Other important data from the study include median number of CD34+ cells collected on the first day of apheresis (8.5 million in the treatment arm vs 1.5 million in the control arm) – a 5.6-fold increase. The addition of Motixafortide to G-CSF also allowed 88.3% of patients to undergo transplantation after only one apheresis session, compared to 10.8% in the G-CSF arm – an 8.2-fold increase. Engraftment endpoints, including the number of days needed for engraftment, success of engraftment and the durability of engraftment 100 days post-transplant, further support the study’s success.

"The results of the GENESIS study are extremely impressive, and all the more so when considering that almost 90% of the patients in the treatment arm proceeded to transplantation after only one apheresis session," stated John DiPersio, MD, Washington University School of Medicine, and lead investigator of the study. "This is a great achievement in alleviating the burden for the patients and reducing hospital resources. I believe these results make the combination of Motixafortide and G-CSF a very attractive candidate for use in all patients with multiple myeloma undergoing autologous stem-cell transplantation."

"These strikingly positive data significantly exceeded our expectations, and are truly transformational for our company," stated Philip Serlin, Chief Executive Officer of BioLineRx. "The statistical significance across all primary and secondary endpoints was consistent across twelve different sensitivity analyses. These results support our goal of becoming the standard of care for autologous bone-marrow transplantation, providing a strong clinical and pharmaco-economic advantage for its use, on top of G-CSF, in all transplant procedures.

"We are working aggressively to gain regulatory approval for Motixafortide in this transplant setting for multiple myeloma patients – with plans to make an NDA submission in the first half of next year – and we are also pressing forward to unlock the full potential of this therapy in this and other stem-cell mobilization indications. I would like to express our sincere thanks to the patients and investigators who participated in the study and enabled its great success," Mr. Serlin concluded.

Conference Call and Webcast Information
BioLineRx will hold a conference call today, Tuesday, May 4, 2021 at 10:00 a.m.
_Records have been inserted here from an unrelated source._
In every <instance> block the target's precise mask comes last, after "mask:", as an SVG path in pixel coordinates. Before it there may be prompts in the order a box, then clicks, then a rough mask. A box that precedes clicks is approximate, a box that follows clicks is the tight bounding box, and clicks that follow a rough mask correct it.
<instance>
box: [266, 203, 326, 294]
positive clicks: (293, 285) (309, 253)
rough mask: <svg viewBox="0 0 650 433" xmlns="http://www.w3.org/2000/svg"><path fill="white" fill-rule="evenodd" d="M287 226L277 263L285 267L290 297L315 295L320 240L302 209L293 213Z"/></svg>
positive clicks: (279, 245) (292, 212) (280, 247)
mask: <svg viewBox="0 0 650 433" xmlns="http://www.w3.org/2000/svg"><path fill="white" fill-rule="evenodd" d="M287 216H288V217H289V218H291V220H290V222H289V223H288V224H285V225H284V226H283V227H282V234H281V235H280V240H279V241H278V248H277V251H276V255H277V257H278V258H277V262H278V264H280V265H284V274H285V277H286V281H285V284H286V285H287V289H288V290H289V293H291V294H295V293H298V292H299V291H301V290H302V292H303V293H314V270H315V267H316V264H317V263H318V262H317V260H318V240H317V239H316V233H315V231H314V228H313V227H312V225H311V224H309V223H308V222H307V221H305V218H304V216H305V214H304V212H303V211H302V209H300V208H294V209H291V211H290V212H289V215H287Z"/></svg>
EDT. To access the conference call, please dial +1-866-860-9642 from the US or +972-3-918-0644 internationally. The call will also be available via webcast and can be accessed through the Investor Relations page of BioLineRx’s website. Please allow extra time prior to the call to visit the site and download any necessary software to listen to the live broadcast.
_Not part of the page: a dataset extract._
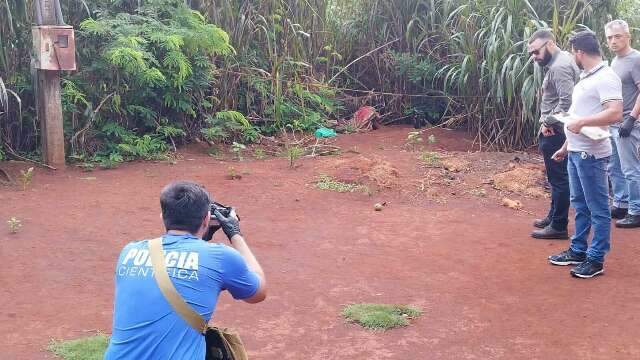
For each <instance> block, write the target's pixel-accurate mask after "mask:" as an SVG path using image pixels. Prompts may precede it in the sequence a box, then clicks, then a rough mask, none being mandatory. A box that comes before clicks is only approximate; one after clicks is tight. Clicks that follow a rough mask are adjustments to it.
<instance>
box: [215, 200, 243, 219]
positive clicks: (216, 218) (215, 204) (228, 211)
mask: <svg viewBox="0 0 640 360" xmlns="http://www.w3.org/2000/svg"><path fill="white" fill-rule="evenodd" d="M216 210H218V211H219V212H220V214H222V216H224V217H229V216H230V215H231V210H232V208H231V206H226V205H222V204H220V203H217V202H215V201H214V202H212V203H211V204H209V211H211V220H216V221H218V219H217V218H216V215H215V214H214V212H215V211H216ZM238 220H240V218H238Z"/></svg>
A replay of the conference call will be available for a limited time approximately two hours after completion of the live conference call on the Investor Relations page of BioLineRx’s website. A dial-in replay of the call will be available until May 6, 2021; please dial +1-888-295-2634 from the US or +972-3-925-5904 internationally.

About the GENESIS Trial
The GENESIS trial (NCT03246529) was initiated in December 2017. GENESIS was a randomized, placebo-controlled, multicenter study, evaluating the safety, tolerability and efficacy of Motixafortide and G-CSF, compared to placebo and G-CSF, for the mobilization of hematopoietic stem-cells for autologous transplantation in multiple myeloma patients. The primary objective of the study was to demonstrate that only one dose of Motixafortide on top of G-CSF is superior to G-CSF alone in the ability to mobilize ≥ 6 million CD34+ cells in up to two apheresis sessions. Additional objectives included time to engraftment of neutrophils and platelets and durability of engraftment, as well as other efficacy and safety parameters. Local laboratories and a central laboratory were used to determine CD34+ cell yields. For regulatory purposes, efficacy endpoints were calculated using the percentage of CD34+ cells determined by the central laboratory. The local laboratory values were used for all clinical decisions, including the number of apheresis days and the decision to proceed to transplantation.